Given the panel data structure of one observation for each member for each month of their Medicaid eligibility, a member could have switched from a non-intervention status to an intervention status for subsequent months. That is, since each member was continuously eligible for the entire 48 month period, if the member began receiving intervention contacts in month 37, then only months 37–48 were logged as months with an indicated contact. Once a member started receiving intervention contacts, every subsequent month was indicated as a month of contact, since the contacts in each month are the cumulative number of contacts a member has had up to that point.
Multivariate regression analysis of panel data was used to evaluate the intervention and test the hypothesis that increased DM contacts lowered the odds of an inpatient admission or emergency room visit. The dependent variable was the dichotomous indicator as to whether or not the member had an inpatient admission in a given month, or had an ED visit for those separate regressions. For each monthly observation, an indicator of whether or not an inpatient admission or ED visit occurred during that month was calculated. The dichotomous formulation of this variable allows for a logistic regression to be estimated and odds ratios to be calculated.
The independent or explanatory variables included (i) an identification indicator showing whether or not a member had been identified for a particular DM intervention or plan of care for their depression or schizophrenia, (ii) the cumulative number of contacts (doses) for each particular intervention a member has had, including doses squared and cubed, (iii) a high risk indicator, defined as members identified as having cancer, end stage renal disease, HIV, hemophilia, traumatic brain injury or a previous organ transplant, (iv) age/gender grouping, (v) the predictive model risk score prior to identification of each member for a DM program calculated by the predictive modeling company MEDai,  and (vi) a time variable which was incremented by one for each month to account for potential trends.

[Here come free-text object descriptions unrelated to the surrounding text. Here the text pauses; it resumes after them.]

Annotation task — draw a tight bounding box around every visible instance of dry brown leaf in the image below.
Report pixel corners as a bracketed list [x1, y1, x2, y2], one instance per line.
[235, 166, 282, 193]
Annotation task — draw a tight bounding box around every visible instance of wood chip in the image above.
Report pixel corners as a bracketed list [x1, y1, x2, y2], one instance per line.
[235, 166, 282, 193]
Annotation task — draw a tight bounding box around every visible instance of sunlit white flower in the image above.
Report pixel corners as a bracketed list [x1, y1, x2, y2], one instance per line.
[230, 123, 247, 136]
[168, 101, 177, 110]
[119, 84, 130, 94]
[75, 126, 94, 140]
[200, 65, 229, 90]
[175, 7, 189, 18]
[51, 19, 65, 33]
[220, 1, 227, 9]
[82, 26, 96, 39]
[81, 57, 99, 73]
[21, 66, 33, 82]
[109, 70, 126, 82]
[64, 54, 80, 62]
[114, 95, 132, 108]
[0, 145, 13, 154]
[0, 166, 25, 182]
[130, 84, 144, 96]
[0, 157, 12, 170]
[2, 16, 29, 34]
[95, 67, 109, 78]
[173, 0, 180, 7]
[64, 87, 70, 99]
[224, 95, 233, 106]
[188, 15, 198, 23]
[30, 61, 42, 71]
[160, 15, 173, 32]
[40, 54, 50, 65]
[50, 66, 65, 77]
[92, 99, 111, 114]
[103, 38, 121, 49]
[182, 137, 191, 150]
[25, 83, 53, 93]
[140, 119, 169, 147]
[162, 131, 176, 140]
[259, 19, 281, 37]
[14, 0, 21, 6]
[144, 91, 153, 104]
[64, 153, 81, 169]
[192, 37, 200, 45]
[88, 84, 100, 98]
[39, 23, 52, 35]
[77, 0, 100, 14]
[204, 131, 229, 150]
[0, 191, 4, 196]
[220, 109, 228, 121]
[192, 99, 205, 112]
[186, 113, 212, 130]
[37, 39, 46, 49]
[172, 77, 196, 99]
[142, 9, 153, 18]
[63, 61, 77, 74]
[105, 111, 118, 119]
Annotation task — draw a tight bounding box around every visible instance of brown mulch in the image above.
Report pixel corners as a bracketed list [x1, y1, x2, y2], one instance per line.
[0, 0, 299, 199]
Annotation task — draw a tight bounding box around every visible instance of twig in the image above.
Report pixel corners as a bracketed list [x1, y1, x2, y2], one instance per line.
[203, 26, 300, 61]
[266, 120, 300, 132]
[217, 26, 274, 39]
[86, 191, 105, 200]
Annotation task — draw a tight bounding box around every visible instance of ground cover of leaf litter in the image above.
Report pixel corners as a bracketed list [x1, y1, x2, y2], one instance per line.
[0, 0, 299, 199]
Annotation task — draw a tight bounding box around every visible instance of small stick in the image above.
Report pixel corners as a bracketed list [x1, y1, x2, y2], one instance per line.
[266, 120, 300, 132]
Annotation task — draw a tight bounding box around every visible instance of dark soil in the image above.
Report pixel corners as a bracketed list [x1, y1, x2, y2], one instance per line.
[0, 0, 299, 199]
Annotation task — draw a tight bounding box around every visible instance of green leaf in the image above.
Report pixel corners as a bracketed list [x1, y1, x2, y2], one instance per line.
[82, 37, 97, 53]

Multivariate regression analysis allowed for simultaneous estimation of several explanatory variables influencing a participating member either at the same or different times. That is, if a member had both depression and schizophrenia, the number of contacts related to each condition was used as an explanatory variable. In cases such as this, there was one explanatory variable for the cumulative number of depression contacts up to that month, as well as one explanatory variable for the cumulative number of schizophrenia contacts up to that month.
To calculate the dose response effect, a cubic representation was chosen to allow for a flexible functional representation. This flexibility allowed for a quadratic and linear dose response relationship as a special case. Contact or dose variables were calculated for each condition. For instance, the number of depression contacts, the number of depression contacts squared, and the number of depression contacts cubed was calculated. The coefficients of each of these three variables were then estimated in the regression analysis and used to estimate the odds ratio for each level of contact by exponentiation of the coefficient estimates.